Guru SD terduga teroris, Kepala BNPT: Virus radikalisme tak pandang status

Terorisme dan radikalisme bisa masuk ke mana saja, tanpa melihat status dan profesi seseorang.

Ilustrasi. Foto Pixabay.

Kepala Badan Nasional Penanggulangan Terorisme Republik Indonesia (BNPT) Komjen Pol Boy Rafli Amar angkat bicara soal penangkapan tiga terduga teroris oleh tim Detasemen Khusus (Densus) 88 Antiteror Polri di Kabupaten Sumenep, Jawa Timur, Jumat (28/10) lalu. Satu di antara tiga orang tersebut teridentifikasi sebagai kepala sekolah di salah satu sekolah dasar (SD) di Sumenep.
 
Boy menyebut, dugaan terlibatnya guru SD dalam aktivitas terorisme tersebut membuktikan virus terorisme dan radikalisme bisa masuk ke mana saja, tanpa melihat status dan profesi seseorang.

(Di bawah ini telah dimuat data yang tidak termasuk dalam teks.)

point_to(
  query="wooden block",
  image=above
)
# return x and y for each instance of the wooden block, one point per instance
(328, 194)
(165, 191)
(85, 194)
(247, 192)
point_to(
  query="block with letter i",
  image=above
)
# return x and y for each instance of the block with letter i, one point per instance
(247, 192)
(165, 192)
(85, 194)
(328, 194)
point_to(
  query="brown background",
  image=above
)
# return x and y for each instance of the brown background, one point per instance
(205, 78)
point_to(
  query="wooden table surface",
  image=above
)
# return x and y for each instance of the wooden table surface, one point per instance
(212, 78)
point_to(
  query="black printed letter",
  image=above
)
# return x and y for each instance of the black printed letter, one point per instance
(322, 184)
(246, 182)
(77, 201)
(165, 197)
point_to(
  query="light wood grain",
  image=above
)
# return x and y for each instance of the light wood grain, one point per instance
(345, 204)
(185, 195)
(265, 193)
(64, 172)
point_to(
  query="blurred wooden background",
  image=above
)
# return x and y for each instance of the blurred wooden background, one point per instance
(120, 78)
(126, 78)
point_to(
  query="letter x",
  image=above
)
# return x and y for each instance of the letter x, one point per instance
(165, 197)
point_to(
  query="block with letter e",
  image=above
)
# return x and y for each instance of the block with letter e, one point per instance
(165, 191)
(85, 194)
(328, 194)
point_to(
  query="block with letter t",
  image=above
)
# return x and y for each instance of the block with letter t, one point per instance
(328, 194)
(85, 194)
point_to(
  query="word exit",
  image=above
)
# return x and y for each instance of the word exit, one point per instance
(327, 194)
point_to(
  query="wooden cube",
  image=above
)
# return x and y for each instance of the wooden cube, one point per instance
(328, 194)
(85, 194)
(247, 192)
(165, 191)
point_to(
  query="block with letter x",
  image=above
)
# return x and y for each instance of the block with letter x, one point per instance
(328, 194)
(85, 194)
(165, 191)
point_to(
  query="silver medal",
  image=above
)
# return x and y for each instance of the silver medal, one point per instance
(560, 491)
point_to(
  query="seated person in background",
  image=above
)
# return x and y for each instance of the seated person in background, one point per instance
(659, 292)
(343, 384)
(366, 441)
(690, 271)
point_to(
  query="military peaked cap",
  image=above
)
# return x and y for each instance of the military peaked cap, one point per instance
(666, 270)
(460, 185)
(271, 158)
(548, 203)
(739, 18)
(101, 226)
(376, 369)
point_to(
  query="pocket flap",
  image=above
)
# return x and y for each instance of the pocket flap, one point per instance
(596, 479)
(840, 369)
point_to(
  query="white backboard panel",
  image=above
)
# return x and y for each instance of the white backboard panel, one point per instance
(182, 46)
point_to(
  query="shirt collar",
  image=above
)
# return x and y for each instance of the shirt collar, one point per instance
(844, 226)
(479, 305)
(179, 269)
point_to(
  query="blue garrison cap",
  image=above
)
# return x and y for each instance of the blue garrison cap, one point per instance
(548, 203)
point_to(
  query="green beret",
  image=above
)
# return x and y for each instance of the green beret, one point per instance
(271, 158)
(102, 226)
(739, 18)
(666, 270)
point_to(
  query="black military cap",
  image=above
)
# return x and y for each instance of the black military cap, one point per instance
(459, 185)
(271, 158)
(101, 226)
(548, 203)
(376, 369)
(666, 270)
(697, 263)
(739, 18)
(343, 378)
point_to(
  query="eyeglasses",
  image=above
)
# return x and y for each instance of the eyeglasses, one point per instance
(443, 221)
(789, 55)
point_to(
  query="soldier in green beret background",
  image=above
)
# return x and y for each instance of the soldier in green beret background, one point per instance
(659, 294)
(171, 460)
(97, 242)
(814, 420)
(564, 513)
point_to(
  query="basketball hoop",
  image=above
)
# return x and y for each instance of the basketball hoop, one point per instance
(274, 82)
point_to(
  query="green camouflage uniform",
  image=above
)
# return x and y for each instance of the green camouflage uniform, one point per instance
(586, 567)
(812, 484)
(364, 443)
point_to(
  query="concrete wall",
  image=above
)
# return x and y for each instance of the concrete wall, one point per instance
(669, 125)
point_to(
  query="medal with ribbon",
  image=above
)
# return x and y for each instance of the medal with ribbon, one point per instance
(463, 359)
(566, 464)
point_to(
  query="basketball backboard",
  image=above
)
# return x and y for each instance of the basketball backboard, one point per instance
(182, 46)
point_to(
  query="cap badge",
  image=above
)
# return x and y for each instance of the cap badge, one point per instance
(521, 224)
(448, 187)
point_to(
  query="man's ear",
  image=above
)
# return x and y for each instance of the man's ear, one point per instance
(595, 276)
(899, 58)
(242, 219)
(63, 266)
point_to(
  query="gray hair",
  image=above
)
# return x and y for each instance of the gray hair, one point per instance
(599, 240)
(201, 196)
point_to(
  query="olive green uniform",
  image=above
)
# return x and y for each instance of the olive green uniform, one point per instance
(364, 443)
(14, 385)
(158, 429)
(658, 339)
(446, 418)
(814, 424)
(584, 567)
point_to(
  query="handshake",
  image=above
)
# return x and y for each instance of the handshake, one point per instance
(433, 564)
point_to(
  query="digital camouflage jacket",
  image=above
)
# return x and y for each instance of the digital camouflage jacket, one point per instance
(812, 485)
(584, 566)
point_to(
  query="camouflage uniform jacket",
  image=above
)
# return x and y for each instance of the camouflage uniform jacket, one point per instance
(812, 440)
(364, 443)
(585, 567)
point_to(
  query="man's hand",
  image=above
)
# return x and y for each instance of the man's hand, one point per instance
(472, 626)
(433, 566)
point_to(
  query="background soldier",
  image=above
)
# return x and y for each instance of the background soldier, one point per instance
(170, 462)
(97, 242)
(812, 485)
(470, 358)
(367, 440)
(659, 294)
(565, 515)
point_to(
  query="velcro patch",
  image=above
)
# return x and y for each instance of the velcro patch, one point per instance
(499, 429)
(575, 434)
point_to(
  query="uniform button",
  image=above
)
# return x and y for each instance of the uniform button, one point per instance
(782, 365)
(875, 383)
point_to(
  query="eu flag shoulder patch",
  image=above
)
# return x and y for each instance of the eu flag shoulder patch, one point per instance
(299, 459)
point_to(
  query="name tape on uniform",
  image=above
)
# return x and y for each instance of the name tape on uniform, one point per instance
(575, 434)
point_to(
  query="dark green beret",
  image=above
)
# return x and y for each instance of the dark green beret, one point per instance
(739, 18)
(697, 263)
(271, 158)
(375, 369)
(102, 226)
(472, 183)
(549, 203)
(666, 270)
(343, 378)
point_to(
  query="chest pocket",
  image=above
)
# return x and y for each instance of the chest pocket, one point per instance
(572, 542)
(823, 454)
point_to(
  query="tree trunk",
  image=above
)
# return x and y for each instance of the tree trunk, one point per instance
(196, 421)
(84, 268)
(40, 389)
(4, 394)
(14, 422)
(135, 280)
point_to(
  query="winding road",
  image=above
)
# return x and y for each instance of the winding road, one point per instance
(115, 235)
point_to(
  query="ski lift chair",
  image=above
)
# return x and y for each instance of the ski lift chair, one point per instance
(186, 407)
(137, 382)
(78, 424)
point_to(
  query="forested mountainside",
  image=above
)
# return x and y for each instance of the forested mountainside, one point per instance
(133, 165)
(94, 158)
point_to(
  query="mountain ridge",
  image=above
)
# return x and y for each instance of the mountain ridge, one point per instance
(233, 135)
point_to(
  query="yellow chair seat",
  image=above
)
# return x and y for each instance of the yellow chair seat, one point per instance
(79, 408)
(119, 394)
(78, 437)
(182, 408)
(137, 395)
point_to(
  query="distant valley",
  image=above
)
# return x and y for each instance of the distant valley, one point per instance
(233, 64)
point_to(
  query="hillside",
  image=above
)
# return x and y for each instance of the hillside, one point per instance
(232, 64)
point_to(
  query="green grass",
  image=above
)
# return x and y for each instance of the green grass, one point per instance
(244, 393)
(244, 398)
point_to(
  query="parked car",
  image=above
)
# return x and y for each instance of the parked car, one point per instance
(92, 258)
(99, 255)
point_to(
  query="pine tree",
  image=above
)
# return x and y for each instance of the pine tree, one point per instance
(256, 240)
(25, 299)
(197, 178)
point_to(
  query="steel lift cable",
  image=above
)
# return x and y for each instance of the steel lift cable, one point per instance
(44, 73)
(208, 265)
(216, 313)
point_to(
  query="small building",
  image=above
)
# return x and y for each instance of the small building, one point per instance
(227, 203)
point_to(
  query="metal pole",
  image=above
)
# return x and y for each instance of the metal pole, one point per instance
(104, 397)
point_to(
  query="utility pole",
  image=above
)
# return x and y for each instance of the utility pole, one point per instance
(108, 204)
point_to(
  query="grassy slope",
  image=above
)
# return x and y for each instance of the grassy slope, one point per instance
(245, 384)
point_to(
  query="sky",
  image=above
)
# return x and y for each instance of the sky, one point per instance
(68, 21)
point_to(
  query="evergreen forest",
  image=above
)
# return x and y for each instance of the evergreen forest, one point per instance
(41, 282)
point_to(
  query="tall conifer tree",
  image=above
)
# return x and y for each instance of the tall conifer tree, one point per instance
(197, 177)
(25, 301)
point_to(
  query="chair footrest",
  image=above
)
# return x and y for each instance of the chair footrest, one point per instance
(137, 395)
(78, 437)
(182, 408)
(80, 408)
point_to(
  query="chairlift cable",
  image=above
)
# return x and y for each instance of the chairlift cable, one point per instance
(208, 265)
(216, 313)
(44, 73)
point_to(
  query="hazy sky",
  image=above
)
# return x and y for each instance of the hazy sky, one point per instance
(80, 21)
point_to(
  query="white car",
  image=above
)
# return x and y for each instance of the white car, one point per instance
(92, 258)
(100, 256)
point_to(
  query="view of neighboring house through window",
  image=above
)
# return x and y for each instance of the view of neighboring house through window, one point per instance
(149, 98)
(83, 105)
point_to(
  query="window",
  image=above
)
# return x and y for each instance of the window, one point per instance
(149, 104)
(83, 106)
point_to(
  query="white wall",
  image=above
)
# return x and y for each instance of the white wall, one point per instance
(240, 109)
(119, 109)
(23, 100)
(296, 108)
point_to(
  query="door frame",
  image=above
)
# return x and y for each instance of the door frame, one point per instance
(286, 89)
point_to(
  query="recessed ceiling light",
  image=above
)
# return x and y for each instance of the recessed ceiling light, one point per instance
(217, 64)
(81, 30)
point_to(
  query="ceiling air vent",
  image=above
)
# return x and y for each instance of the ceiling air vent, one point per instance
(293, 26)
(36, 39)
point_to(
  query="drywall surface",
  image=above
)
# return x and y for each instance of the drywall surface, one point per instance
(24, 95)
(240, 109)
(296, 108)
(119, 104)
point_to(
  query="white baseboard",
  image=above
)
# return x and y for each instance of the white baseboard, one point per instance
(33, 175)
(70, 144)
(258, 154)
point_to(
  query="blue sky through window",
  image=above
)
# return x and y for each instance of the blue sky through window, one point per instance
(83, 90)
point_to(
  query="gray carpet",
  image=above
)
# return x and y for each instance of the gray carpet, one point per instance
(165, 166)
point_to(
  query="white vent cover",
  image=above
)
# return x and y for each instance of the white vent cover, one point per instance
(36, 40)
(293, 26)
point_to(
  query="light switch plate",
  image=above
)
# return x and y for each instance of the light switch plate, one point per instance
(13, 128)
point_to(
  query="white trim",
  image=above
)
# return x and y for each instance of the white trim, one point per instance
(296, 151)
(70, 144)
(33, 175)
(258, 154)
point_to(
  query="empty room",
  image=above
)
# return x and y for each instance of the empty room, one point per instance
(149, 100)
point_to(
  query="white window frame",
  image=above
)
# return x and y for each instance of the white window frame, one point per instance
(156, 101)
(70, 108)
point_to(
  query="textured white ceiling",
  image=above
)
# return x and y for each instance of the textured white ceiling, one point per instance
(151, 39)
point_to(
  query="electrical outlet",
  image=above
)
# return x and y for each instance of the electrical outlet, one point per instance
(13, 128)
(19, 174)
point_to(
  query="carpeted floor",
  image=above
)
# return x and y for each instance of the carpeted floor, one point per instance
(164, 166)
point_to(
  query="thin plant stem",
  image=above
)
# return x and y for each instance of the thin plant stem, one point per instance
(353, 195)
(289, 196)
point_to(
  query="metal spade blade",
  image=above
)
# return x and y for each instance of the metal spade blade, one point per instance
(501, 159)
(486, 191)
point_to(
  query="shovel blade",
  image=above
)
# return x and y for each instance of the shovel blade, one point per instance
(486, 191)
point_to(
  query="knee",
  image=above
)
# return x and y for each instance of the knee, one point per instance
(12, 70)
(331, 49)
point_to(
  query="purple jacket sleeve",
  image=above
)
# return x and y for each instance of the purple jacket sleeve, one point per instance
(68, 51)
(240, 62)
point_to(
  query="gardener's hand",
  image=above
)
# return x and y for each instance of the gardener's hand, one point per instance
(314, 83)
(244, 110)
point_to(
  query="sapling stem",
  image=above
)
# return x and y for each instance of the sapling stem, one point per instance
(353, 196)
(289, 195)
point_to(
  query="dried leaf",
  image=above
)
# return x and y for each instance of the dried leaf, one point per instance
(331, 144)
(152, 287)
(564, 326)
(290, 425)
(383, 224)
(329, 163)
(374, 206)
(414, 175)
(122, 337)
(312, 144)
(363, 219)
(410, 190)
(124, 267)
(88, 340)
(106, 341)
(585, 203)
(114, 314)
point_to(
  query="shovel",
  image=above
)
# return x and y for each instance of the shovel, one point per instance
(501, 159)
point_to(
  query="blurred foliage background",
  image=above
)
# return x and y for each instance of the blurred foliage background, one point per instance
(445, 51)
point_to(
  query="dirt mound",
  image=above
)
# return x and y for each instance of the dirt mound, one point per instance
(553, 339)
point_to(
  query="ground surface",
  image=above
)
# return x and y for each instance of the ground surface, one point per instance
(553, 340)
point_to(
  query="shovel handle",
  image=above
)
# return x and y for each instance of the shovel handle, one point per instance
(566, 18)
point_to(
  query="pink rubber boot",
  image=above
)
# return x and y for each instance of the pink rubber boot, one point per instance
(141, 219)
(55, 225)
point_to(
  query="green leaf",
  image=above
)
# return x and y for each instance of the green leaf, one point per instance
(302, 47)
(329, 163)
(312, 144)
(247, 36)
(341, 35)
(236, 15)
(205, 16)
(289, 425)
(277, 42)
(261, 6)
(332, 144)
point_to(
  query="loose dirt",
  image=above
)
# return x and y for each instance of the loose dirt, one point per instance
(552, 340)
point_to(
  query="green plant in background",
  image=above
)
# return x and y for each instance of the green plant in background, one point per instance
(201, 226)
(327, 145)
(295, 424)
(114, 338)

“Itulah, virus bisa mengenai siapa saja, virus intoleransi, radikalisme tidak pernah lihat status sosial, tidak melihat profesi. Jadi, itu adalah bukti bahwa virus ini tidak mengenal status sosial. Guru juga bisa kena,” ujar Boy di sela-sela acara Parade Budaya Nusantara BNPT dengan rute Sarinah-Bundaran HI-Sarinah, Jakarta, Minggu (6/11).

Atas hal tersebut, Boy mengimbau perlunya keterlibatan seluruh pihak dalam mengantisipasi dan mencegah masuknya intoleran, radikalisme, dan terorisme. Menurut dia, upaya pencegahan dan pemberantasan terorisme tidak hanya bisa dilimpahkan pada pemerintah saja.

"Perlu kewaspadaan yang ekstra kita semuanya. Kembalilah kepada jati diri kepribadian bangsa Indonesia yang toleran, menghormati kemajemukan, memiliki semangat persatuan, itu adalah identitas kita," tuturnya.

Boy mengklaim, pihaknya saat ini terus melakukan empat hal dalam mencegah dan meminimalisasi intoleran, terorisme, dan radikalisme. Yakni, transformasi wawasan kebangsaan yang berpatokan pada UUD 1945, Pancasila, Bhinneka Tunggal Ika dan NKRI. Lalu, revitalisasi nilai-nilai Pancasila dalam seluruh aspek kehidupan. Ketiga, moderasi ajaran-ajaran agama, dan keempat adalah penguatan budaya Nusantara.